Interview with Cătălina Călinescu, HR & Payroll Director, for the Douazeci.ro project, by Avocatnet.ro
Interview with Cătălina Călinescu
At the invitation of Avocatnet.ro, our colleague, Catalina Calinescu, HR & Payroll Director, discussed in an inspiring interview for the Douazeci.ro project, about her professional journey, what it takes to build a successful career, and offered some tips and recommendations about the work-life, that she gathered in more than 15 years of experience.
If you were to put yourself in the shoes of a young graduate and apply now for a job with the company you work for today, what would you want to emphasize in a face-to-face discussion with the recruiter? What would impress you with a candidate in a job interview?
For me, a person's attitude matters a lot, especially in the early stages of a career, when the employer is very interested in the young candidate’s potential rather than in their knowledge and skills. With the right attitude, anyone can be easily guided in the right direction.
I, for one, am particularly impressed by a candidate's interest in their own professional development and their social involvement, their sense of responsibility for everything around them. At the same time, I think that people who are curious and ask questions earn extra points. I am surrounded by such people on my team and I can confirm that they are our strongest asset.
The best thing young candidates can do for themselves at the beginning of their journey is to remain curious, develop their internal “library” and expose themselves to different environments and cultures.
If you had to choose between several graduates applying for a job, would you go for someone with high grades and no experience or for someone with experience, regardless of their academic performance? And why would you choose that way?
If I had a choice between several graduates, I would choose someone with a certain level of maturity, even if at an early stage.
What do you consider to be the main disadvantages of economics/law graduates nowadays and what advice or recommendations would you have for overcoming them?
I believe that one downside is the lack of a systematic approach to learning; certain knowledge may remain at a superficial level, and there is a lack of deep thinking, which makes the connection between different notions or concepts, that no longer appear, hence the failure to reach an effective resolution. Somehow, this behaviour is later found in their professional life as well.

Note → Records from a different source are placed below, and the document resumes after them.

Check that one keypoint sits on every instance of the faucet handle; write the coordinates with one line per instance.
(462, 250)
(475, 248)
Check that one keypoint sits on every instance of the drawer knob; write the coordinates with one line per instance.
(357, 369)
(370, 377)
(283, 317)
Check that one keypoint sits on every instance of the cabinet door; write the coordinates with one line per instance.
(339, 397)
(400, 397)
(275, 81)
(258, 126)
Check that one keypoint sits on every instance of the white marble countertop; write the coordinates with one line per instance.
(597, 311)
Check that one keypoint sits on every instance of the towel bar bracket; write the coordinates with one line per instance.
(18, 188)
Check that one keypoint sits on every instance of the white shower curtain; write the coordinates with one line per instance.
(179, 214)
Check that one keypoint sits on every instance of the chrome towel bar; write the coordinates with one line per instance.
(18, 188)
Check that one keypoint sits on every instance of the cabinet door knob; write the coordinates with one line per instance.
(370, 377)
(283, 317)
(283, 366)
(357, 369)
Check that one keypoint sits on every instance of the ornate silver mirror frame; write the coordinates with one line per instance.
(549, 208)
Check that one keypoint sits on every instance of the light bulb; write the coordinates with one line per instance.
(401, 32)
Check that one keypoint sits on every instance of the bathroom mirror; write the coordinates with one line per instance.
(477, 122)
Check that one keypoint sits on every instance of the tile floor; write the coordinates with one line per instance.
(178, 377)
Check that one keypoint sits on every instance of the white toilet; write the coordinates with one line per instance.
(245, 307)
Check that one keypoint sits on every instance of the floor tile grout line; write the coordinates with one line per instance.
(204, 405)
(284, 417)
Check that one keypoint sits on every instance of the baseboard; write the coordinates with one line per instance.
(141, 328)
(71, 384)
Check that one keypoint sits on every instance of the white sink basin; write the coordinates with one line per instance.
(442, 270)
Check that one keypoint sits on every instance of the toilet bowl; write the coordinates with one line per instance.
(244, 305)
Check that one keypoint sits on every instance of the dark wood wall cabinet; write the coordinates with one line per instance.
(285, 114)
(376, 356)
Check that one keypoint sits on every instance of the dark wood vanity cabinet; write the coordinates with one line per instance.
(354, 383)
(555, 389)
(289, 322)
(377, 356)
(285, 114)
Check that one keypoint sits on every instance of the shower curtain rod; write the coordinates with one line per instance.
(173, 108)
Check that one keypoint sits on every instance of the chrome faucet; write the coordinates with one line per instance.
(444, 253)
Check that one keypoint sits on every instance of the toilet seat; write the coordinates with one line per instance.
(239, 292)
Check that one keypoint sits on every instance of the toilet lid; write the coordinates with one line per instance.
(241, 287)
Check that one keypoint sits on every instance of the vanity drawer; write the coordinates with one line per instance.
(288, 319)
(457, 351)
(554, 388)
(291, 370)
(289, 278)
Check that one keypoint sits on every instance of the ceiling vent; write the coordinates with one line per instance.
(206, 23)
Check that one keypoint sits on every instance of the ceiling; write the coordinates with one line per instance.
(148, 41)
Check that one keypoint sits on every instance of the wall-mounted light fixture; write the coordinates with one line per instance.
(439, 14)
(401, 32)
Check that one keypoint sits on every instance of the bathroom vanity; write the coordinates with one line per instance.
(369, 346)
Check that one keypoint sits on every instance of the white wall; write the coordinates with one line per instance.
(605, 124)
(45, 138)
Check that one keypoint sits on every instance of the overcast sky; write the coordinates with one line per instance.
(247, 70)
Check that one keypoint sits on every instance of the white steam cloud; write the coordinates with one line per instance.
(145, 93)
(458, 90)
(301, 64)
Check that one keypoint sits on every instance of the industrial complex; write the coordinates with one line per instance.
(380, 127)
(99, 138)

This approach will help them, regardless of the environment and industry in which they work, to interact well with people from all over the world, with different backgrounds, cultures and opinions, and thus be able to move beyond that lack of depth.

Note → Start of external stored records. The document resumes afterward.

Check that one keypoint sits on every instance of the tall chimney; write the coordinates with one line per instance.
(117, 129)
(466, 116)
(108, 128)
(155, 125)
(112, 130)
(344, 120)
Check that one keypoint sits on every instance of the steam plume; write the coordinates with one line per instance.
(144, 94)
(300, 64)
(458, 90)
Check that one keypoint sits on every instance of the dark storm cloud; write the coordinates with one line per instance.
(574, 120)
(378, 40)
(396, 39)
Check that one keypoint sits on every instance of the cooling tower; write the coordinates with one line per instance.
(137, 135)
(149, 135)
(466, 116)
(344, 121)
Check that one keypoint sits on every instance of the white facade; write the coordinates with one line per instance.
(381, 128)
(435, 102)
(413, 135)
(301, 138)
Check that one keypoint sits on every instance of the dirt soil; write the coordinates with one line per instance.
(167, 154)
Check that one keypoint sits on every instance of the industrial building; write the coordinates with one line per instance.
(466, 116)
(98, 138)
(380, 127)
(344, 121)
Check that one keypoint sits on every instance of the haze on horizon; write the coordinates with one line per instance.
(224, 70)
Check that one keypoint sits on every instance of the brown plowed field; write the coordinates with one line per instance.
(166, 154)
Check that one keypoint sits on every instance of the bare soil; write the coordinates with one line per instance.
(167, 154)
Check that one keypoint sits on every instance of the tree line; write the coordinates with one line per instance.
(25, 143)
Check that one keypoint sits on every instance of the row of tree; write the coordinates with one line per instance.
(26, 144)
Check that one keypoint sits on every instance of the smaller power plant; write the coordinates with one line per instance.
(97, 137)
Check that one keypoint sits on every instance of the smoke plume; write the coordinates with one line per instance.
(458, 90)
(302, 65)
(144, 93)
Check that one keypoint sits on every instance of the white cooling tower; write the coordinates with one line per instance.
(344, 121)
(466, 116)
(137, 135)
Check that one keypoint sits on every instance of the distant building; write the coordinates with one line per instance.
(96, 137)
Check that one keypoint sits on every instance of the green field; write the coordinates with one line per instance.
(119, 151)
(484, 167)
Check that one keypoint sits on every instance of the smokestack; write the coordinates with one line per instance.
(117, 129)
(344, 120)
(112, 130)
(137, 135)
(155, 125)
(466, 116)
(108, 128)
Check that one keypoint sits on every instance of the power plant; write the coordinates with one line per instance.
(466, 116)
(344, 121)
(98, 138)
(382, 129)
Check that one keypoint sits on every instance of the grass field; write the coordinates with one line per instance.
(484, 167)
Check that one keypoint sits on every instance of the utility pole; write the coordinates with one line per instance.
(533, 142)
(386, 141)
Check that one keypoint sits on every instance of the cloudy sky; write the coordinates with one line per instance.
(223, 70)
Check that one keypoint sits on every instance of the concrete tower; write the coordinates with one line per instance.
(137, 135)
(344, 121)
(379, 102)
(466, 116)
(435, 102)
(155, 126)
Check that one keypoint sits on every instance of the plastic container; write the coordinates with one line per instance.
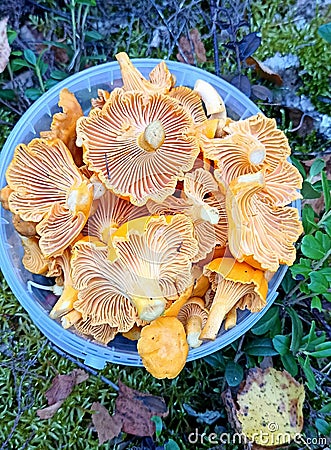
(38, 118)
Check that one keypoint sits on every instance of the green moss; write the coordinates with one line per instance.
(282, 33)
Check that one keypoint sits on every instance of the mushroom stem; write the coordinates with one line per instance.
(231, 319)
(65, 303)
(148, 308)
(228, 293)
(205, 212)
(80, 198)
(257, 155)
(148, 299)
(153, 136)
(193, 329)
(70, 319)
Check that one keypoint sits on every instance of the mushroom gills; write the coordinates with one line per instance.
(153, 136)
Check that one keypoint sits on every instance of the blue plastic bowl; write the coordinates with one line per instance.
(38, 118)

What things do you know now that you think would have helped you if you had learned them when you were just entering the profession?

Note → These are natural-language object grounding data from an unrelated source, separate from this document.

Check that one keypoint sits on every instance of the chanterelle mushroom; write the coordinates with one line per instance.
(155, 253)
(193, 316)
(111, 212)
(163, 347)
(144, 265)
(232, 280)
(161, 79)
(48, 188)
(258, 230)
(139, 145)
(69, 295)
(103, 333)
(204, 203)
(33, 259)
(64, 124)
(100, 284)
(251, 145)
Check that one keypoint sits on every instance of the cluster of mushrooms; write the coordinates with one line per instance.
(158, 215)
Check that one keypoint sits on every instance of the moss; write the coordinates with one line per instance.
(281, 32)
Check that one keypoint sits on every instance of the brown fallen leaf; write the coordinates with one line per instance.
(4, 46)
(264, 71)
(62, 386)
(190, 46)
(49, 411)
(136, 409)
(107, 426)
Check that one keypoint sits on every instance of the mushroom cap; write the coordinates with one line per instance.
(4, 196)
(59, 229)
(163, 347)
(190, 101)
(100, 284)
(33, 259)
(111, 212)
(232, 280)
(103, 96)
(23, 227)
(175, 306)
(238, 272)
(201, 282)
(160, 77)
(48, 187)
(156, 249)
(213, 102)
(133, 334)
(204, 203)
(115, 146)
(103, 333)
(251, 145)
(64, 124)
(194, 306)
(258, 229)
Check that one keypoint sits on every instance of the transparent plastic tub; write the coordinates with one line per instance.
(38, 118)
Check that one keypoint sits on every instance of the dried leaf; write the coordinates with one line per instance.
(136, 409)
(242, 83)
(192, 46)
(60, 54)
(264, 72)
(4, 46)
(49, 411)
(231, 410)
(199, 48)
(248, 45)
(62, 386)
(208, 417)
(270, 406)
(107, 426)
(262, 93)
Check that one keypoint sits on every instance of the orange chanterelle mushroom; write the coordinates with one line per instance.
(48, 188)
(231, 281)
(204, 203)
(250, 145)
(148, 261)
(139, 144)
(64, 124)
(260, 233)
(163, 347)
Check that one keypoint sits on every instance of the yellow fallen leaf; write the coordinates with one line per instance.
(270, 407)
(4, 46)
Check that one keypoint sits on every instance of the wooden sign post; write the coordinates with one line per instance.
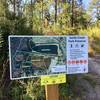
(52, 92)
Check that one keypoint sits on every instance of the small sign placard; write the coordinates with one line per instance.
(77, 54)
(53, 79)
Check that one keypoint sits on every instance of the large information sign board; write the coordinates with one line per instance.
(33, 56)
(77, 54)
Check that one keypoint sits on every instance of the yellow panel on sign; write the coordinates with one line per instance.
(53, 79)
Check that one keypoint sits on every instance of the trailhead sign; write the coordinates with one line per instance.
(77, 54)
(34, 56)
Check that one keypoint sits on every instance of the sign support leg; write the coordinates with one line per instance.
(52, 92)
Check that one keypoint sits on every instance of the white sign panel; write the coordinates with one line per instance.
(77, 54)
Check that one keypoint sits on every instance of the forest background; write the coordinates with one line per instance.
(45, 17)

I can say that I was lucky enough to have the right people around me, from whom I was able to learn the secrets of the profession that I later came to pursue. Without the guidance, even if I had known those secrets, it would have been very difficult for me to get a good grasp of them. That helped me a lot to realize how valuable teamwork is and how many benefits it can bring you.
It gives you a benchmark, the opportunity to debate, confirm and develop professionally. It is, if you will, the difference between a passive approach, where you wait for certain things to be solved, and an active approach, where you debate, confirm, act, and take responsibility, including within a group as teamwork implies.
Can you remember that moment at the beginning of your career when you were assigned a new task that you had never done before? How did you deal with that?
Yes, I remember when I was given new assignments, as each assignment was an opportunity to learn new things. This attitude has helped me, in my professional career, to rise to the level of expectations of all those who have helped me to build the confidence that I can achieve anything.
If you were to name a hobby whose constant practice helps in consulting, what would it be? What prepares you best for being a consultant?
Reading, definitely, because it keeps your mind alert and busy. I take this opportunity to recommend the book “The Element”, written by Sir Ken Robinson, which opened my mind to something very important: when you do what you love, you stop working, you have the privilege of doing what you love. Also, any sports activity will help you develop your inner strength.
If you were to define the most important skill that has helped you get through the hardships of your career, what would it be?
Resilience. I believe that I am responding efficiently and in a balanced way to stressors and I have the ability to turn a negative factor into an opportunity while maintaining my health and energy.
Where do you draw the line when it comes to the character of the people you work with?
For me, trust is one of the most important factors. I would say that I draw the line when things are not taken seriously, and are treated with superficiality and lack of engagement.
If you are a student or a recent graduate looking to jump-start your career, it’s good to remember that success comes from curiosity. We hope that you have enjoyed this interview.